Student roster exceeds 13,000
YSU's 'Penguin Parade' will be on the march.
By NORMAN LEIGH
VINDICATOR EDUCATION WRITER
YOUNGSTOWN -- Preliminary figures indicate Youngstown State University's enrollment may creep past the 13,000-student mark for the first time in nearly a decade.
YSU trustees, meeting Thursday, learned that enrollment among full- and part-time students for the fall semester is 13,079.
The number is unofficial, said Ron Cole, university spokesman. YSU will tally its official count Tuesday.
The final number could be different, Cole said.
But if the preliminary figure holds, it means YSU has posted its highest enrollment since 1995, when 13,273 students attended.
The 1995 tally is not YSU's highest, though. For that, you would need to look back to the early 1990s when the university's student roster swelled to the low 15,000s, Cole said.
University enrollment throughout the state ebbed in the 1990s as the economy boomed and more people chose to enter the workplace rather than the classroom.
This year's fall enrollment, as it now stands, betters the fall 2003 final figure of 12,858, and those of 2002 and even going back to 2000, which were recorded at 12,698 and 11,787, respectively.
Parading to Columbus
In other developments, trustees learned that YSU's "Penguin Parade" will be marching all the way to Columbus.
Five of the 31 5-foot-tall fiberglass penguin sculptures created for the "parade" by artists as part of a promotional effort will be displayed early next month in the Ohio Statehouse rotunda.
"It's an excellent way of demonstrating the pride we have in our institution," Walt Ulbricht, YSU's executive director of university marketing and communications, said of the penguin's appearance in the capital.
The birds, based on the university mascot, will be on display for one to two weeks. The exact dates of the display and which of the penguins will be included have yet to be finalized.

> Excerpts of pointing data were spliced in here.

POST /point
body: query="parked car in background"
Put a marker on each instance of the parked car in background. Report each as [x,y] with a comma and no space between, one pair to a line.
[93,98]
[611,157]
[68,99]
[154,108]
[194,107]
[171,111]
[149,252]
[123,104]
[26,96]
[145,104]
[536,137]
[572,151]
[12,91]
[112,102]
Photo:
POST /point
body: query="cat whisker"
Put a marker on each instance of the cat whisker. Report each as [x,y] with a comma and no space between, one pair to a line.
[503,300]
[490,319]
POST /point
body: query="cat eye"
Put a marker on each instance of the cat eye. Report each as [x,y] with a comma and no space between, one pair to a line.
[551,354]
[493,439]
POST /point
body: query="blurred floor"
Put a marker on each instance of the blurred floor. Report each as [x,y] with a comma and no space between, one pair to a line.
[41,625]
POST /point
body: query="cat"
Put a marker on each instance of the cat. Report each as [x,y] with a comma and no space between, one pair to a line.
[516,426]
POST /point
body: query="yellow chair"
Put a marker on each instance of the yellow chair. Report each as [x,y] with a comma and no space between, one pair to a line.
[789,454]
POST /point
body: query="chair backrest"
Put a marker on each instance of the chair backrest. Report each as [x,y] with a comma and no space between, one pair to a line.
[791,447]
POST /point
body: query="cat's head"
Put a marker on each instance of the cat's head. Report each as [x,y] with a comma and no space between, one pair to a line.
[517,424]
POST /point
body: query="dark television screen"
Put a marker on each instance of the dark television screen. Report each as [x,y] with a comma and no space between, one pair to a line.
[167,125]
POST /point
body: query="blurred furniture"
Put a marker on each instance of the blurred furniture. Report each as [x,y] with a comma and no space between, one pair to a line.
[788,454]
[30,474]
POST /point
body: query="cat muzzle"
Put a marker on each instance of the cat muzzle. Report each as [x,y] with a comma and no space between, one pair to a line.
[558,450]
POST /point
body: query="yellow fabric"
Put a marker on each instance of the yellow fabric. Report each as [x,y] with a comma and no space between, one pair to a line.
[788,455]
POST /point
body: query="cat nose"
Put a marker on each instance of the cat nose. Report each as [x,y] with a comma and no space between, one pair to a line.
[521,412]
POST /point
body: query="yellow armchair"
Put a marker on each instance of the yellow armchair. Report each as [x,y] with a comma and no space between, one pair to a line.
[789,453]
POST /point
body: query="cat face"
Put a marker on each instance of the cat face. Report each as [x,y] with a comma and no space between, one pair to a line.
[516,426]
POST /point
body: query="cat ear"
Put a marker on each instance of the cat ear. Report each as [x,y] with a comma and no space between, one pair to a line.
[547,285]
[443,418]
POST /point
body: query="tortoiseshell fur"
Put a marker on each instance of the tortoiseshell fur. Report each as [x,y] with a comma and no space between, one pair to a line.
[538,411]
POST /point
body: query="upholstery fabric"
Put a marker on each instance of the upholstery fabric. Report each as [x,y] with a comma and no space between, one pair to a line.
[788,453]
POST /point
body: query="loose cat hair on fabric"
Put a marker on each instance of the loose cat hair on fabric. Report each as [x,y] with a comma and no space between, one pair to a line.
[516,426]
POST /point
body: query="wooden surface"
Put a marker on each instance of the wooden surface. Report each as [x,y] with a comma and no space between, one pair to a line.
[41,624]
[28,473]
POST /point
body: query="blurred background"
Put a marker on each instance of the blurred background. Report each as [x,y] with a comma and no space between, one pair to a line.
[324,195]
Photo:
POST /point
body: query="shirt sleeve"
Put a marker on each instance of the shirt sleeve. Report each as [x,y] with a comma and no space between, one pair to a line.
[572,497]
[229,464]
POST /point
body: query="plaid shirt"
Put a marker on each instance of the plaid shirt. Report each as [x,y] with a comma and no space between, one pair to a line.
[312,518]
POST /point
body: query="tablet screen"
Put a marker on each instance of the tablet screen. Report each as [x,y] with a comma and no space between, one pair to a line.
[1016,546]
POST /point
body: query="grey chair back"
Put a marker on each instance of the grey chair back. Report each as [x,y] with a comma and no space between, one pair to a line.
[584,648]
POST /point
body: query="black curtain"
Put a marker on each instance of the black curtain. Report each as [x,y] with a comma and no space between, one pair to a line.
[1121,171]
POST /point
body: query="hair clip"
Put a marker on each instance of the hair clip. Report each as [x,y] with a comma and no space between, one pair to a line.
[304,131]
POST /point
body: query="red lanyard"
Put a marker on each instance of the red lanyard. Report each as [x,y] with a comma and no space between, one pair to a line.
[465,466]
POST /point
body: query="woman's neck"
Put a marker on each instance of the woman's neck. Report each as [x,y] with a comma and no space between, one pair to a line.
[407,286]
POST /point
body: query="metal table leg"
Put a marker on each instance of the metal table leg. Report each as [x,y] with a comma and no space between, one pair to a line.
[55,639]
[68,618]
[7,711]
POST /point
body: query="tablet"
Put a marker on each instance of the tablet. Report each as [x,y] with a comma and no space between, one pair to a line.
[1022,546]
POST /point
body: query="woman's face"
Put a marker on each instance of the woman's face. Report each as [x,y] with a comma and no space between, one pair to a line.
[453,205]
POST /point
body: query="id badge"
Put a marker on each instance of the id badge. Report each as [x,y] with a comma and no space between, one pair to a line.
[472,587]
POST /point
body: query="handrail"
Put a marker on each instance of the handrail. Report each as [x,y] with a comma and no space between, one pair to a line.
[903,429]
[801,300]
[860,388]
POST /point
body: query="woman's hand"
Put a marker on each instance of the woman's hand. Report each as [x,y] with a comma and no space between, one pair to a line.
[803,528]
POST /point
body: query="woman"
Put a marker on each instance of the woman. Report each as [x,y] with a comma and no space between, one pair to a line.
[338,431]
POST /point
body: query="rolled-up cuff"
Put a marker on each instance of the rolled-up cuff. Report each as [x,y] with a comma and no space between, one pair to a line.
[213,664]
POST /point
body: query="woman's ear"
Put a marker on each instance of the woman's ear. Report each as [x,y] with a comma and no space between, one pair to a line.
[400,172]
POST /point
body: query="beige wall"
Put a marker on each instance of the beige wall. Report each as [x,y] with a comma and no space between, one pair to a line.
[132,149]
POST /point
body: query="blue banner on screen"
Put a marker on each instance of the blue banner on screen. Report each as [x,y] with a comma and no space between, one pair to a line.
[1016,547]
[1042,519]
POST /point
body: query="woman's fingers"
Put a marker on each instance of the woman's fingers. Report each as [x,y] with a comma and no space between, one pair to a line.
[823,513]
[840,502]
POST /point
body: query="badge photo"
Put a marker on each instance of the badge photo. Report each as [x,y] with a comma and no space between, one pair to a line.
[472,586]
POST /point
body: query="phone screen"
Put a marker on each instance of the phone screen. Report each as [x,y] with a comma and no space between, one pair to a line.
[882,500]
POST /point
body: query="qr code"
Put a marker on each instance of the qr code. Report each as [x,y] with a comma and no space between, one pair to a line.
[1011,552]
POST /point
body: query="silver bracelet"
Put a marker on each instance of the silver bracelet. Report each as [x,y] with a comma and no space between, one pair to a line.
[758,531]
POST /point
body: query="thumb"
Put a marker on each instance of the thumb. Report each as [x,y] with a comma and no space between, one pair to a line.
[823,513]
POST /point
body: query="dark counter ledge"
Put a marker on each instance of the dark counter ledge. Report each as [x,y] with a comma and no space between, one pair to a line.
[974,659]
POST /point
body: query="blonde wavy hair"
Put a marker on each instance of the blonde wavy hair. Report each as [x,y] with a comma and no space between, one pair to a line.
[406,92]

The sculptures are now scattered throughout the Mahoning Valley, where they are displayed by businesses and institutions, including YSU.
In form, each of the nearly 300-pound sculptures is identical. But they vary in appearance based on different themes expressed in paint and materials applied to them.
One of the 31 birds remains missing, having been stolen from its perch on the YSU campus in July.
Student recruitment
Trustees also learned that YSU is continuing its effort to recruit new students from the Akron-Cleveland area.
YSU will be advertised in cinemas in Hudson, Akron, Solon and Willoughby.
Tom Green, a lobbyist for YSU in Columbus, told trustees that the budget outlook for higher education in Ohio continues to be grim.
The economic recovery being felt in other parts of the country is still lagging in Ohio and, consequently, has lawmakers keeping a close watch on spending, Green reported.